In March 2026, a second wave of rogue peering connections targeted a device running a newer, patched software version that had been fixed for CVE‑2026‑20127. Cisco has since confirmed those connections did not leverage CVE‑2026‑20182, and Mandiant raised the possibility that stolen certificates from an earlier breach of the same device may have been used for initial access in the second wave. It remains “unclear if these two events are connected and the work of the same threat actor,” Mandiant stated.

Anti-forensics and escalation: how the attacker moved to root

According to Mandiant researchers Chester Sng, Pete Boonyakarn, and Logeswaran Nadarajan, the actor “consistently employed anti‑forensic techniques, selectively deleting and restoring system configuration files that were modified during their activities.” After gaining or using elevated credentials, the actor changed default admin credentials, exploited CVE‑2026‑20245 via the malicious CSV upload, and “create[d] a rogue user account (named 'troot') with full root‑level shell control.”

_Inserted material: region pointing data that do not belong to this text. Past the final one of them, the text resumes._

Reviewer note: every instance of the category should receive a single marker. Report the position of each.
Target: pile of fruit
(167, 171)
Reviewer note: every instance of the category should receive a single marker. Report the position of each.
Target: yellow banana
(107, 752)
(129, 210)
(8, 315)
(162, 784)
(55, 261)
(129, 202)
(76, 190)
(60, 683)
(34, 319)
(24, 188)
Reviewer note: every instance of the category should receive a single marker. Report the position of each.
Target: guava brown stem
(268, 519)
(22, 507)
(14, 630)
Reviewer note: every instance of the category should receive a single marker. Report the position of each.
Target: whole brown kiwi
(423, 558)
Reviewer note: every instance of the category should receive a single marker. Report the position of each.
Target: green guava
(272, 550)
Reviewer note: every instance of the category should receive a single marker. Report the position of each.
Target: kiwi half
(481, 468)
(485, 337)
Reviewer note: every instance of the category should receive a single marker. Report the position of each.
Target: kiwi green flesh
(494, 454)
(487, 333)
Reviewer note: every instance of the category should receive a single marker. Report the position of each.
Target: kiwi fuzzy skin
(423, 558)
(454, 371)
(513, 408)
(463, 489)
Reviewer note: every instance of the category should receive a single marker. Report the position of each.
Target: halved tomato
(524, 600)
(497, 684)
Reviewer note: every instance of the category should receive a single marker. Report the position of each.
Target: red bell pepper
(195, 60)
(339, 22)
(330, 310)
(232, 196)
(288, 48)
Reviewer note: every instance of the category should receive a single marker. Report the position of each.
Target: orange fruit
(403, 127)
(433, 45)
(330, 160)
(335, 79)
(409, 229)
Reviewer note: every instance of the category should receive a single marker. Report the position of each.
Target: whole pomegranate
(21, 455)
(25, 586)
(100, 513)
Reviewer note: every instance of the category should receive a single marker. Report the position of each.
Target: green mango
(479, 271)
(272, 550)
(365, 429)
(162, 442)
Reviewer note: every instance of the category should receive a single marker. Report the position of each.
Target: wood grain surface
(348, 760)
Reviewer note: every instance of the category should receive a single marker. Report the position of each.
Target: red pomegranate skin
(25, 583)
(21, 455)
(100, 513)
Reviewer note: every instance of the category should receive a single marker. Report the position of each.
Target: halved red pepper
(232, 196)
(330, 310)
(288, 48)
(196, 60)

Google Threat Intelligence Group principal threat analyst Austin Larsen described a chain of actions aimed at hiding traces: “They escalated to root through a malicious CSV upload, created a hidden 'troot' account in /etc/passwd and /etc/shadow, then deleted every file they touched and ran a validation script to confirm their indicators were gone.” Mandiant also reported that the actor exfiltrated the SD‑WAN fabric configuration and temporarily changed the SD‑WAN admin password back to its original value so an administrator would be unlikely to detect anything amiss.

Impact on the communications service provider and SD‑WAN visibility

Mandiant attributes the intrusion to an effort to elevate a compromised admin account to full root‑level access within the targeted communications service provider’s SD‑WAN environment. Google warned that “edge devices like SD‑WAN” lack the telemetry needed for deep forensic analysis and that a foothold in such systems “can facilitate persistent visibility into internal traffic across the fabric.”

Charles Carmakal, chief technology officer of Mandiant Consulting, summarized the operational preference of advanced actors: “Advanced adversaries continue to primarily target and exploit network devices and other systems that don't natively support EDR solutions.” The combination of authentication bypasses, stolen certificates, and a privilege‑escalation zero‑day illustrates how attackers can chain weaknesses at the edge into persistent, high‑level access.

What this means for technologists, policymakers, and affected enterprises

  • Technologists and security teams: The incident underscores the need to monitor for unusual peering connections and to track changes to admin credentials and exported fabric configurations. Mandiant’s account highlights specific forensic signals—hidden accounts in /etc/passwd and /etc/shadow, malicious CSV uploads, and scripts that erase indicators—that defenders can look for when investigating SD‑WAN controllers.
  • Procurement leaders and affected enterprises: Devices that “don't natively support EDR solutions,” as Mandiant put it, can become high‑value targets; teams responsible for vendor risk and patch management should note that undisclosed authentication bypass flaws (CVE‑2026‑20127 and CVE‑2026‑20182) played a role in the earlier wave and that even patched devices can be targeted via stolen certificates or reused credentials.
  • Policymakers and regulators: The attack against an unspecified communications service provider highlights a pathway by which attackers can obtain persistent visibility into internal traffic across a provider’s SD‑WAN fabric—an operational risk that may merit attention in continuity and resilience planning for critical communications infrastructure.

The Mandiant findings present a clear operational portrait: an adversary used a sequence of edge‑focused compromises—authentication bypasses, credential manipulation, a CSV‑based privilege escalation zero‑day, and deliberate anti‑forensics—to gain and maintain root control. Whether the two waves represent the same actor remains unresolved, but the incident reinforces Google’s observation of a “continuing trend” of weaponizing zero‑days in network edge devices and the difficulties defenders face when those devices lack deep telemetry.